A key general consequence follows immediately: every linear map sends the zero vector to the zero vector. The reasoning is direct—since 0·u equals the zero vector in V, linearity gives F(0·u) = 0·F(u), which must equal the zero vector in W. This yields a practical test: if a candidate map fails to take 0_V to 0_W, it cannot be linear.
The transcript then grounds the definition with examples. One example uses inner products. Fix a vector a in F^3 and define a map by F(u) = ⟨a, u⟩, where ⟨·,·⟩ is the standard inner product. Because inner products are linear in the appropriate argument, this construction automatically satisfies the two linearity properties. The map goes from a three-dimensional space to a one-dimensional space, and it can be written as a matrix product: a row vector (with transpose in the real case, and transpose plus complex conjugation in the complex case) multiplied by the column vector u. That matrix representation shows how linear maps can be encoded concretely.
A second example moves to function spaces. Let V be the vector space of polynomials of degree ≤ 3 and W the space of polynomials of degree ≤ 2. Define a linear map L by L(p) = p′ (the derivative). Differentiation respects addition and scalar multiplication: (p + q)′ = p′ + q′ and (λp)′ = λp′. Since these are exactly the linearity rules, differentiation is a linear map between these polynomial spaces. The discussion notes that, even in such abstract settings, linear maps can still be represented by matrices—though the details are deferred to the next installment.
Cornell Notes
Linear maps are functions between vector spaces that preserve the two operations that define linear structure: vector addition and scalar multiplication. For vector spaces V and W over the same field F, a map F: V → W is linear if F(u + v) = F(u) + F(v) and F(λu) = λF(u) for all u, v in V and all scalars λ in F. A crucial consequence is that every linear map must send the zero vector in V to the zero vector in W; checking F(0_V) = 0_W is a quick way to rule out nonlinearity. Examples include maps built from inner products (u ↦ ⟨a, u⟩) and differentiation on polynomial spaces (p ↦ p′), both of which satisfy the linearity identities. These examples illustrate how linearity constrains geometry and enables matrix representations.
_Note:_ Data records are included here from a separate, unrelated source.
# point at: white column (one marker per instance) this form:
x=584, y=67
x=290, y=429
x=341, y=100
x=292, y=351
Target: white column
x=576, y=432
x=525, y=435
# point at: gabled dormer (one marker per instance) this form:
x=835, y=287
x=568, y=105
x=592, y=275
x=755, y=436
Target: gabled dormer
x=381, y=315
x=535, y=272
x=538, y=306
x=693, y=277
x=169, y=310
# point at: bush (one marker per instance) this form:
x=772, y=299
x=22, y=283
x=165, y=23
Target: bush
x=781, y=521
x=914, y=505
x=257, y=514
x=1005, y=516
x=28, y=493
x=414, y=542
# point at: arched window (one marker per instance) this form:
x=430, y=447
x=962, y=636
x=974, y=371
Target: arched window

Why does a linear map preserve straight-line structure (and never create curves)?
What is the exact definition of linearity between two vector spaces V and W?
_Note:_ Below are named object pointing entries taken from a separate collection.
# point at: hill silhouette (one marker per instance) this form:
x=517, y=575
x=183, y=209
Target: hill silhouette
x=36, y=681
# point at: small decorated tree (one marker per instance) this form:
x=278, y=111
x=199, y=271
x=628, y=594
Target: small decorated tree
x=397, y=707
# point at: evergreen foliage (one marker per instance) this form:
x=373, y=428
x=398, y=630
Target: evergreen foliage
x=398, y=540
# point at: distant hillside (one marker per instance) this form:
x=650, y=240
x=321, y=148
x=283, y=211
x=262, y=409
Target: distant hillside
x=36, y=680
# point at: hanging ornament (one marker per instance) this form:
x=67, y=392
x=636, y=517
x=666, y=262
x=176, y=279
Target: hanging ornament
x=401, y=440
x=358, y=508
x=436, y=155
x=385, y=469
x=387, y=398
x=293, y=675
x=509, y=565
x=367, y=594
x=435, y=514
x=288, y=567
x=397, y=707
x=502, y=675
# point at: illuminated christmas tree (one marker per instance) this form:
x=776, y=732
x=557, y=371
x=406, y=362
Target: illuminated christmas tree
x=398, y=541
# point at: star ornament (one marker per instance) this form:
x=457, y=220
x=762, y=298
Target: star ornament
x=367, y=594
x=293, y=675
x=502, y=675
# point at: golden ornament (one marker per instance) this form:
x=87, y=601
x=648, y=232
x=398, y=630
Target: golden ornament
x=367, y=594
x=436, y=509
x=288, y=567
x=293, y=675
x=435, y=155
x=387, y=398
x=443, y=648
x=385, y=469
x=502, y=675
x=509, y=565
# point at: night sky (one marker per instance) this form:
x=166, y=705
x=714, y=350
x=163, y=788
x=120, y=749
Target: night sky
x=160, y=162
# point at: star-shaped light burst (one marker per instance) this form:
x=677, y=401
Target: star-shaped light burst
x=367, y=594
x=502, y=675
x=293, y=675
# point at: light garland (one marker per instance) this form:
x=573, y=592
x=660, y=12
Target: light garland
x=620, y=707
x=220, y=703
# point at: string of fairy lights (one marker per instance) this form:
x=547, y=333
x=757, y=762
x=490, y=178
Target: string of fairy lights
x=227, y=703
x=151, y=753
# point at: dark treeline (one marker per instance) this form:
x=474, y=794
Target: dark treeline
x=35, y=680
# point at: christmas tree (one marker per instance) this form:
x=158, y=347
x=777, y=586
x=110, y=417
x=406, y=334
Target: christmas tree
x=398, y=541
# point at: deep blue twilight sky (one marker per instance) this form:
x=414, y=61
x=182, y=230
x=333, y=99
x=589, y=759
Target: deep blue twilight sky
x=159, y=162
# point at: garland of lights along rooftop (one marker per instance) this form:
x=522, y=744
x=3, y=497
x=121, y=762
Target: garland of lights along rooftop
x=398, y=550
How does one prove that every linear map sends the zero vector to the zero vector?
How does the inner-product example produce a linear map?
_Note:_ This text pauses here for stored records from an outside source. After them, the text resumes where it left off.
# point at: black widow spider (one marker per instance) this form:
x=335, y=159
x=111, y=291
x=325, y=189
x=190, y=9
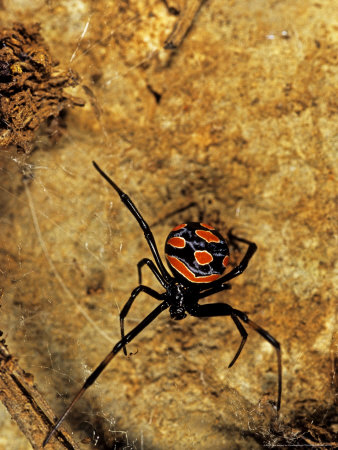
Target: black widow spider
x=197, y=255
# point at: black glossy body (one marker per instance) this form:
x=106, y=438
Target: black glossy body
x=182, y=292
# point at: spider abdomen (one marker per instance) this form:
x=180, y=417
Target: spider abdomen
x=196, y=253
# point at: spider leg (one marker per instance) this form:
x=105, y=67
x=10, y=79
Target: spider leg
x=211, y=291
x=153, y=268
x=130, y=301
x=143, y=224
x=223, y=309
x=92, y=378
x=267, y=336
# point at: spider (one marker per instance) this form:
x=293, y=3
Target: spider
x=197, y=256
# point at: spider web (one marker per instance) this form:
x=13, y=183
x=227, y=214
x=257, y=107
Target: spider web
x=69, y=250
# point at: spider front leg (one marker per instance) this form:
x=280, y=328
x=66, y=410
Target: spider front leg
x=222, y=309
x=104, y=363
x=153, y=268
x=130, y=301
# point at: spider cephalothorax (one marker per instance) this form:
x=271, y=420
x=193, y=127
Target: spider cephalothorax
x=197, y=255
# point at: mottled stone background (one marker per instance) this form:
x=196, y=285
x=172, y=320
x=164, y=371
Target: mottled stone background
x=244, y=124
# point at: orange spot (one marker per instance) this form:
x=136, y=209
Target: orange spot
x=205, y=225
x=207, y=236
x=203, y=257
x=179, y=227
x=183, y=270
x=225, y=261
x=176, y=242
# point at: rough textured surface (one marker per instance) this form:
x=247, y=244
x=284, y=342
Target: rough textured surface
x=242, y=120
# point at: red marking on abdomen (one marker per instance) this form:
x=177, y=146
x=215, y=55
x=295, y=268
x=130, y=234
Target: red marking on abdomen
x=207, y=236
x=203, y=257
x=179, y=227
x=176, y=242
x=186, y=273
x=225, y=261
x=205, y=225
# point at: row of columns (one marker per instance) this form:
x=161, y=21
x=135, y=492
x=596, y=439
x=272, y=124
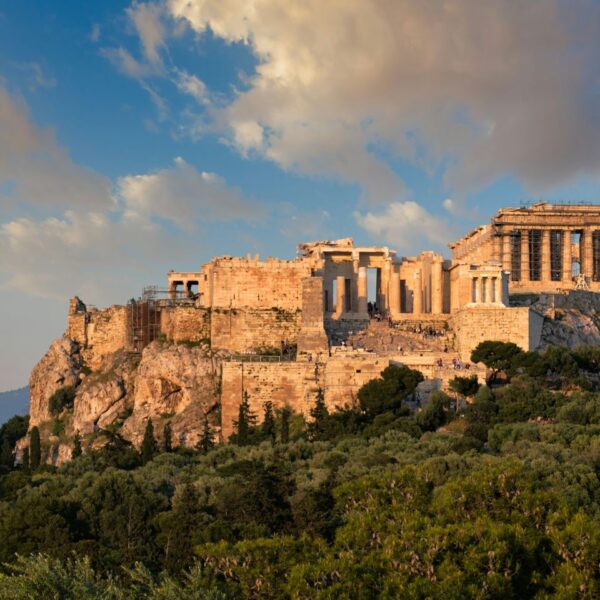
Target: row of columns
x=389, y=291
x=585, y=253
x=486, y=290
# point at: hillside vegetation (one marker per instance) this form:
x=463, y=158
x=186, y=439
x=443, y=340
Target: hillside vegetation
x=495, y=498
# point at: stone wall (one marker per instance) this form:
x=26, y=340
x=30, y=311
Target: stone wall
x=183, y=323
x=248, y=330
x=521, y=326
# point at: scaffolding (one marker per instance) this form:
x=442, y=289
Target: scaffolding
x=556, y=257
x=515, y=255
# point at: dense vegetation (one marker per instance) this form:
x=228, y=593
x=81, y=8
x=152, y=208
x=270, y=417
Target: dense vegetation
x=497, y=498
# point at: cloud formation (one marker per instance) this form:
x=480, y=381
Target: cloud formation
x=346, y=88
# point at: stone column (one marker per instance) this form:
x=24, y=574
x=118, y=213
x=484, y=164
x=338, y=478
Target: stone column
x=418, y=293
x=362, y=291
x=567, y=257
x=394, y=293
x=506, y=255
x=524, y=255
x=437, y=292
x=340, y=285
x=587, y=267
x=546, y=274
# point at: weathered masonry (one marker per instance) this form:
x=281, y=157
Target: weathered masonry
x=544, y=248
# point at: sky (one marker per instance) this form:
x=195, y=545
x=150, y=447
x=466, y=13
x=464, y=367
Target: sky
x=138, y=137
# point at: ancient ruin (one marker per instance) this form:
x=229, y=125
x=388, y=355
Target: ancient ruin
x=331, y=318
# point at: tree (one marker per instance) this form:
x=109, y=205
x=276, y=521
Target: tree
x=149, y=445
x=319, y=414
x=167, y=438
x=268, y=425
x=77, y=451
x=207, y=440
x=284, y=434
x=7, y=459
x=35, y=450
x=246, y=420
x=497, y=356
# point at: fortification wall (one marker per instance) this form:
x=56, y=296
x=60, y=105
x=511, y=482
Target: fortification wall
x=247, y=330
x=181, y=323
x=521, y=326
x=244, y=283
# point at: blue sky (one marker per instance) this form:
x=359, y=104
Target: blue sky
x=138, y=137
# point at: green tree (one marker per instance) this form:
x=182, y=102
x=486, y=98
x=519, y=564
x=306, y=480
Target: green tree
x=77, y=450
x=35, y=450
x=149, y=445
x=6, y=455
x=167, y=438
x=207, y=439
x=268, y=424
x=284, y=434
x=319, y=415
x=497, y=356
x=245, y=422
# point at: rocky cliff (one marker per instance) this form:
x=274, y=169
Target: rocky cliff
x=167, y=383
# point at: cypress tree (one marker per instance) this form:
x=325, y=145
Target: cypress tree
x=246, y=420
x=25, y=460
x=285, y=425
x=167, y=438
x=319, y=414
x=207, y=440
x=268, y=426
x=77, y=451
x=35, y=450
x=6, y=456
x=149, y=445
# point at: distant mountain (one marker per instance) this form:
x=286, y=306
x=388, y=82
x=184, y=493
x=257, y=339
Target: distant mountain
x=15, y=402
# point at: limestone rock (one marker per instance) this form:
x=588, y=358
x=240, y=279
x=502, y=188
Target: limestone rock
x=177, y=384
x=59, y=367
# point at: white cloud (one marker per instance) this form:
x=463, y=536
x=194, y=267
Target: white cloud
x=500, y=88
x=406, y=226
x=185, y=196
x=38, y=171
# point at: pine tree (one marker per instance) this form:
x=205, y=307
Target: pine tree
x=167, y=438
x=149, y=445
x=6, y=456
x=286, y=413
x=207, y=441
x=268, y=426
x=35, y=450
x=25, y=460
x=77, y=451
x=246, y=420
x=319, y=414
Why is differentiation a linear map on polynomial spaces?
Review Questions
- Given a candidate map F: V → W, what single check involving the zero vector can quickly disprove linearity?
- State the two equations that define linearity and explain why the field F must be the same on both sides.
- For the map L(p) = p′ on polynomials of degree ≤ 3, what is L(x^2) and why does the result stay within degree ≤ 2?
Key Points
- 1
A linear map is completely constrained by two rules: preserving vector addition and scalar multiplication.
- 2
Linearity forces geometric behavior: straight lines map to straight lines or collapse to a point; no curves can appear.
- 3
For linear maps F: V → W over the same field, the identities F(u + v) = F(u) + F(v) and F(λu) = λF(u) must hold for all u, v and λ.
- 4
Every linear map satisfies F(0_V) = 0_W, making this a fast nonlinearity test.
- 5
Maps defined using inner products, such as u ↦ ⟨a, u⟩, are linear because inner products respect addition and scaling.
- 6
Differentiation on polynomial spaces (p ↦ p′) is linear since derivatives distribute over addition and scalar multiplication.
- 7
Even in abstract vector spaces like polynomial spaces, linear maps can be represented by matrices—details are saved for a later discussion.